This week was full of listening to the music of Prokofiev, for I am doing a presentation on his life and music for another class. Never hurts to kill two birds with one stone. Anyways, Prokofiev’s musical maturation process was different that most composers; he went from the more experimental music to composing within many of the confines of classical music. Within this analysis though, it is important to note the influence of Stalin’s regime over the arts. In an effort to control the creative processes, they accused Prokofiev of “excessive formalism,” which is essentially not appealing to a wide enough audience. Due to this, Prokofiev was forced to compose music that incorporated more of the style characteristics of the “simpler” classical music.

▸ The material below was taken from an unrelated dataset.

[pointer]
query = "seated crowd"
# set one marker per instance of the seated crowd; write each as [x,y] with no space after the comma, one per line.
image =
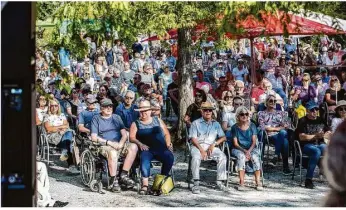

One of the main pieces that I listened to was his Symphony No. 1, which is also known as the “Classical” symphony. It is marked by typical classical form and structural elements. For example, the first movement is in sonata allegro form. It also is very triadic and the harmonies are often presented in a similar way that a classical symphony would (a.k.a. Alberti bass). It is performed by a typical classical symphony orchestra, which includes strings, percussion, and two of each of the major wind instruments.
It is interesting to compare this with his music for the opera The Love for Three Oranges. The march from this opera contains the rhythmic simplicity of Symphony No. 1. During this time, other composers were tending to use complex meters and rhythms, however Prokofiev generally stayed away from this trend. This piece displays trends consistent with Prokofiev such as rhythmic intensity, larger intervals sizes in parts of the melody, and a relatively simple form.
It has been interesting to study Prokofiev and all of the influences, both external and internal, that have played a role in the creation of his music. It will be interesting to see what the next 50 years bring to classical music and to the music of Prokofiev.